Egypt detains 29 Turkish over allege spying


Egyptian prosecutors have ordered the detention of 29 Turkish suspected members of the outlawed Muslim Brotherhood over alleged spying, an action which was said to negates the country’s constitution.

The prosecution statement on Wednesday said the 29 illegally facilitated international calls made by people in Egypt through Turkish-based servers offered at discounted charges.

The statement accuses them of eavesdropping on the calls to gather information on conditions in Egypt that they passed onto Turkish intelligence.

Egypt’s ties with Turkey have been tensed since the Egyptian military removed former Islamist President, Mohamed Morsi in 2013 and later blacklisted his Muslim Brotherhood group as a terrorist organization, a move that has been officially rejected by Turkey that hosted fleeing Brotherhood members and supporters.

Egypt’s top prosecutor, Nabil Sadeq, ordered a 15-day detention of the 29 defendants on Wednesday, along with other fugitives, who were accused of espionage in favor of Turkey to harm Egypt’s interests, joining a terrorist group, involved in money laundering and illegal currency trade and other charges.

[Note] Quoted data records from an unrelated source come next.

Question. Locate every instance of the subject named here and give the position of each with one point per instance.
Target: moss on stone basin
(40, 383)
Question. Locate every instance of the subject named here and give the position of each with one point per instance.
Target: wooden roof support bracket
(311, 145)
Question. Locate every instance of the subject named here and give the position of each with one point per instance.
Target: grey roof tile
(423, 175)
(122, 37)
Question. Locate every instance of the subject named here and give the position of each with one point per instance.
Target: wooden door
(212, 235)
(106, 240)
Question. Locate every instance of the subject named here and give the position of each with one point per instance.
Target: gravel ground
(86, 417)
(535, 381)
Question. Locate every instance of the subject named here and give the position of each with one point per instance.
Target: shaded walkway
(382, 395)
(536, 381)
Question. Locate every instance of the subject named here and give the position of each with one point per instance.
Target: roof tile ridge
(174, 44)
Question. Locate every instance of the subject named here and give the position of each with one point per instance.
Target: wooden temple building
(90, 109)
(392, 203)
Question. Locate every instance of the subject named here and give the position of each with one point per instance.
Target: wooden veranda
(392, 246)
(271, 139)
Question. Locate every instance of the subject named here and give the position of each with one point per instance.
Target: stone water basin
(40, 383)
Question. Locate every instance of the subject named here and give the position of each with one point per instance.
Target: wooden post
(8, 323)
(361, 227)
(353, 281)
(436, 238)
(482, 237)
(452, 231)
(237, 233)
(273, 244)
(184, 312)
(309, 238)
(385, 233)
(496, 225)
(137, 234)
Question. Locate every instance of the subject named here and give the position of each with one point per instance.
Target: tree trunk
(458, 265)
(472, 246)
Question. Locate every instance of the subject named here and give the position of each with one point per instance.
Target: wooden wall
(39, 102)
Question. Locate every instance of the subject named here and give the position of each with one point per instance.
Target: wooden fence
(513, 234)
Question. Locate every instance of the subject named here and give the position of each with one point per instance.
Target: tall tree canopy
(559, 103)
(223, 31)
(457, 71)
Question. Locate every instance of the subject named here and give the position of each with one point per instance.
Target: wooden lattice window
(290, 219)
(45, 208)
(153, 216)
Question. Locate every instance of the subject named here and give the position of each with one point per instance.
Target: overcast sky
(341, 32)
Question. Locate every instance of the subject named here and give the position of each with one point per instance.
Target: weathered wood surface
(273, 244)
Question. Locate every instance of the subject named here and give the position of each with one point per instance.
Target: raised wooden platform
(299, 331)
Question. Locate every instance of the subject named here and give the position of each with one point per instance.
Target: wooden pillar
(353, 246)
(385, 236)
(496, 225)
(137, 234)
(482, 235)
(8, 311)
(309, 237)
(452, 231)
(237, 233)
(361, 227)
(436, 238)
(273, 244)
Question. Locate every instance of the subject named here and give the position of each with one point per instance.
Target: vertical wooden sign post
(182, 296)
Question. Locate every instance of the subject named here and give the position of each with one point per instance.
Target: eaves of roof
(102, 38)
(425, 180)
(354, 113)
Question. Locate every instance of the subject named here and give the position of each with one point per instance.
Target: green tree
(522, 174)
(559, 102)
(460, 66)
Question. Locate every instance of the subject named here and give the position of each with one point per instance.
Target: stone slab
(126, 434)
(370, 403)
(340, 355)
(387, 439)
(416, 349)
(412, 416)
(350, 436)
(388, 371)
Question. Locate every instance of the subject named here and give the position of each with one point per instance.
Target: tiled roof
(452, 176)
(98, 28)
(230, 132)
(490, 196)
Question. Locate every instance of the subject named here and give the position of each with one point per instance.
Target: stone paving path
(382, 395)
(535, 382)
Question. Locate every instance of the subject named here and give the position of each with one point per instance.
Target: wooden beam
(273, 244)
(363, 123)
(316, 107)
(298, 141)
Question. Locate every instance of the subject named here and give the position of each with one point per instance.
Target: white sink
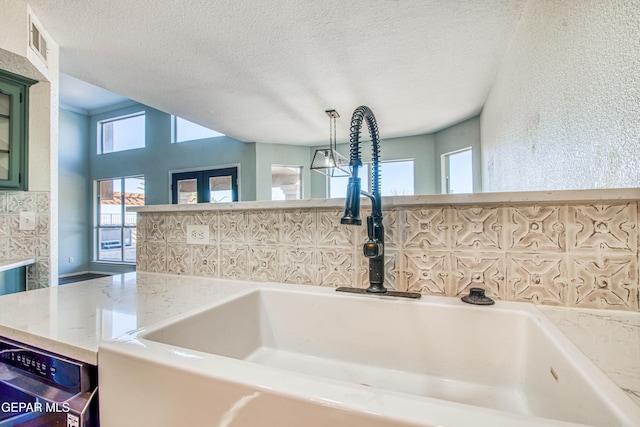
(301, 355)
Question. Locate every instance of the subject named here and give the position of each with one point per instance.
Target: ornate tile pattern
(571, 254)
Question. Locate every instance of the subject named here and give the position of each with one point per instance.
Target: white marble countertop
(73, 319)
(564, 196)
(9, 264)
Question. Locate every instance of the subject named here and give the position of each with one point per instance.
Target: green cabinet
(14, 124)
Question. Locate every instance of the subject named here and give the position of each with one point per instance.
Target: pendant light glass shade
(328, 161)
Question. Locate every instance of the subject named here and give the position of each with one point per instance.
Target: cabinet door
(13, 131)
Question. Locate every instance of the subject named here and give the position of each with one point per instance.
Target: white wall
(564, 109)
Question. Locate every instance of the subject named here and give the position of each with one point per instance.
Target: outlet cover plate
(27, 221)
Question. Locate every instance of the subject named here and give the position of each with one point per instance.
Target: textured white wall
(564, 109)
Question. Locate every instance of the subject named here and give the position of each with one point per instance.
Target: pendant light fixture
(328, 161)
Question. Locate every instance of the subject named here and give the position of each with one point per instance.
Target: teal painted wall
(160, 156)
(74, 194)
(463, 135)
(80, 166)
(419, 148)
(268, 155)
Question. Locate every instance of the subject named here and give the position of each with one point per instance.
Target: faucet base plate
(412, 295)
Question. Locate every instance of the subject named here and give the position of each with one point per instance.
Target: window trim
(123, 226)
(444, 168)
(202, 176)
(17, 86)
(100, 132)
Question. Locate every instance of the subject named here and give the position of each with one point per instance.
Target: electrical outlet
(27, 221)
(197, 234)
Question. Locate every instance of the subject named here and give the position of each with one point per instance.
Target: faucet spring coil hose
(364, 113)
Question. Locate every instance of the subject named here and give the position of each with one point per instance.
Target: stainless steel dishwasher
(39, 389)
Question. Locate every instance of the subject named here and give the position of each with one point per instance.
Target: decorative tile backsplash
(20, 244)
(565, 254)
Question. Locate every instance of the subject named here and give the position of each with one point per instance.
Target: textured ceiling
(266, 70)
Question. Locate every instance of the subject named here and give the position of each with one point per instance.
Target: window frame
(17, 88)
(445, 169)
(202, 182)
(100, 131)
(365, 177)
(123, 226)
(300, 178)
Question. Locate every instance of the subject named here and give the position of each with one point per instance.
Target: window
(397, 180)
(121, 133)
(14, 122)
(286, 182)
(116, 230)
(207, 186)
(183, 130)
(457, 170)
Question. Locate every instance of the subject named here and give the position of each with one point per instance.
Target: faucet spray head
(352, 206)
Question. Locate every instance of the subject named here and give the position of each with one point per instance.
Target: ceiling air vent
(38, 42)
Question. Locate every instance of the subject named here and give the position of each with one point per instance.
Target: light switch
(27, 221)
(197, 234)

The Egypt’s Homeland Security Agency alleged that the 29 defendants and others passed international online calls through Turkey-hosted servers collecting information about negative and positive conditions inside Egypt to plot against the country from Turkey.

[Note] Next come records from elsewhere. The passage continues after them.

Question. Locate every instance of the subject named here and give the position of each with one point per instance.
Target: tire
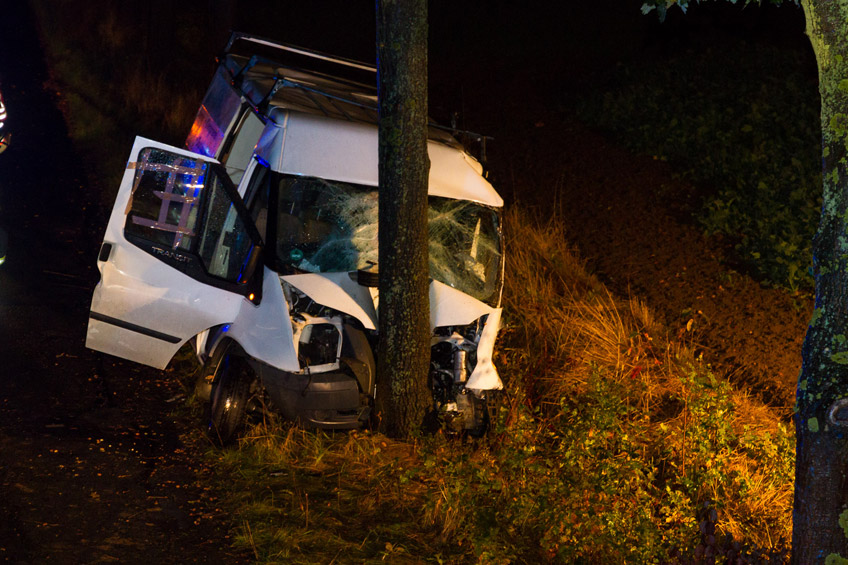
(233, 394)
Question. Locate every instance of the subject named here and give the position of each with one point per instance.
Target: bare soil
(632, 223)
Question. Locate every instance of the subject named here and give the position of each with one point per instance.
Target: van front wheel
(233, 393)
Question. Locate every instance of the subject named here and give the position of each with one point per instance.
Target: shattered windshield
(327, 226)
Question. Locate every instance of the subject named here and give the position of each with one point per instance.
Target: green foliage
(745, 130)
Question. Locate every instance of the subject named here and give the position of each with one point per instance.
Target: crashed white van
(258, 242)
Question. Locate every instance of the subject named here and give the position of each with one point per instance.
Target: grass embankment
(611, 442)
(740, 120)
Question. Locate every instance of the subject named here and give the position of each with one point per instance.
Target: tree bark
(820, 516)
(404, 348)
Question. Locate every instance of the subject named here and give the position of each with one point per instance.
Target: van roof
(306, 144)
(326, 125)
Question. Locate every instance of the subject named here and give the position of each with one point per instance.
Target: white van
(259, 243)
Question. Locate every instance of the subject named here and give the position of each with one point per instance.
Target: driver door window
(185, 212)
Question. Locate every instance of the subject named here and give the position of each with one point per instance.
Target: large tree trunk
(404, 349)
(820, 520)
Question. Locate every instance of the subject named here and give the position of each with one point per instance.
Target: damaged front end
(326, 252)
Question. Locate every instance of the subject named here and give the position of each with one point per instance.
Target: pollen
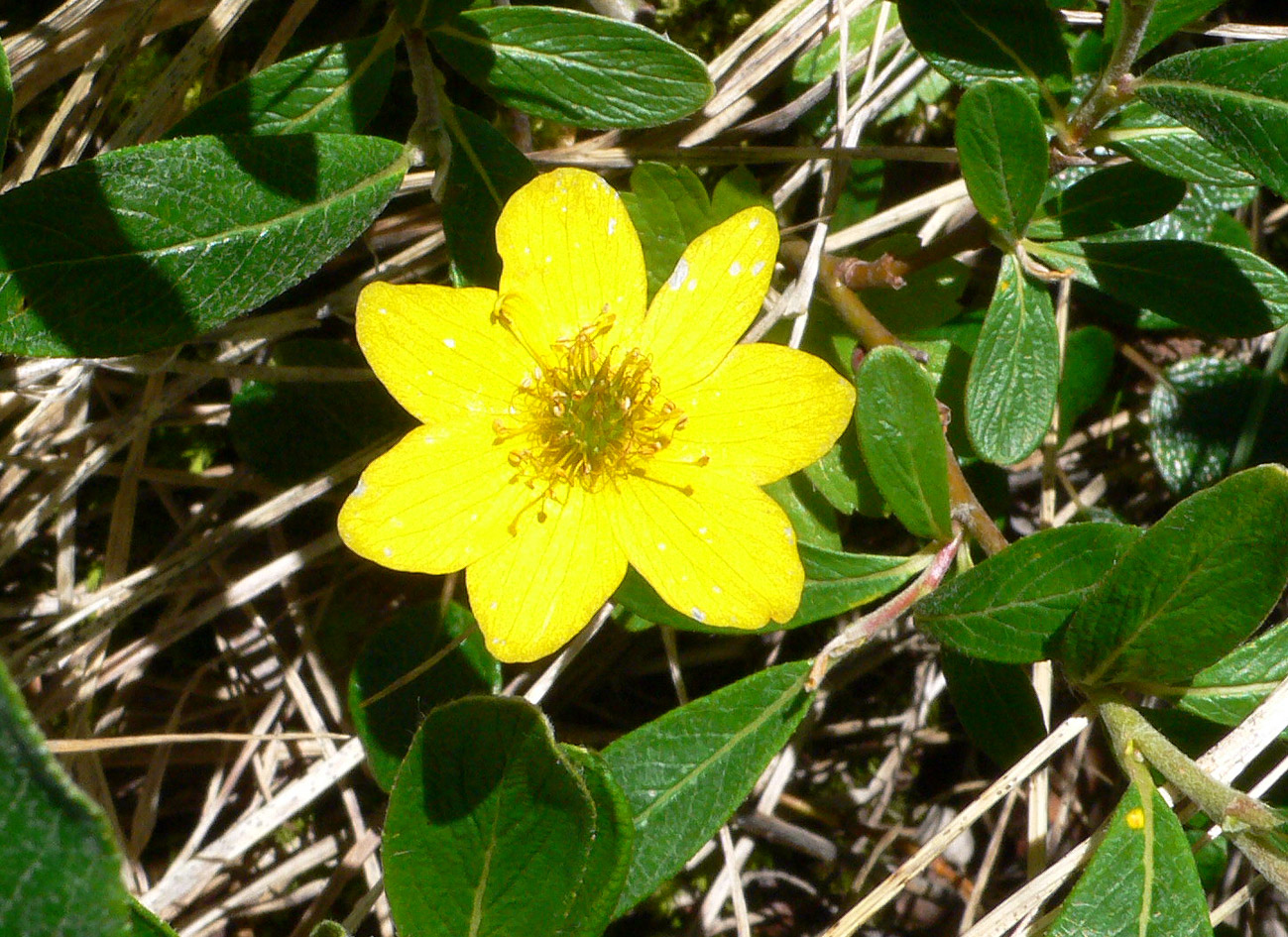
(589, 415)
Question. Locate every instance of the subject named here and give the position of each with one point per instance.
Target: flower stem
(871, 333)
(1112, 89)
(1252, 825)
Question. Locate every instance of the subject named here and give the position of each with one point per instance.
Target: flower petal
(545, 584)
(438, 500)
(569, 254)
(724, 554)
(438, 352)
(710, 299)
(762, 413)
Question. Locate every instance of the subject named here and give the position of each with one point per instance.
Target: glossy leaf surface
(334, 89)
(1236, 95)
(1211, 288)
(145, 248)
(687, 770)
(1015, 373)
(1000, 143)
(1010, 607)
(973, 39)
(901, 438)
(573, 67)
(1187, 593)
(1141, 880)
(485, 808)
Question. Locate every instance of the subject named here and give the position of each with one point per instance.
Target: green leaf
(1189, 590)
(5, 102)
(1167, 146)
(685, 772)
(1015, 373)
(1011, 606)
(412, 637)
(59, 872)
(1229, 690)
(575, 67)
(147, 924)
(483, 172)
(1141, 880)
(1166, 18)
(1197, 415)
(1003, 155)
(290, 430)
(610, 858)
(152, 245)
(974, 39)
(332, 89)
(901, 438)
(490, 828)
(1236, 97)
(835, 583)
(981, 690)
(425, 14)
(1089, 362)
(670, 207)
(1206, 287)
(813, 519)
(1112, 198)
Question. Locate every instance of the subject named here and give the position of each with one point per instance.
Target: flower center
(586, 416)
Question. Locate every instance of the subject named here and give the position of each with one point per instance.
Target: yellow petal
(724, 554)
(438, 352)
(710, 299)
(569, 256)
(762, 413)
(438, 500)
(545, 584)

The investigations conducted by the security agency revealed that the money gained from passing illegal international calls has been used in the establishment of such media platforms abroad and financing acts of aggression in Egypt.

Over the past few years, the Egyptian economy was said to have suffered shortage of foreign currency necessary for trade and imports.

The government accused the Brotherhood and its supporters of being engaged in the currency black market to maintain the dollar shortage and offering expatriates higher exchange rates to lure them against transferring foreign currency to Egyptian banks.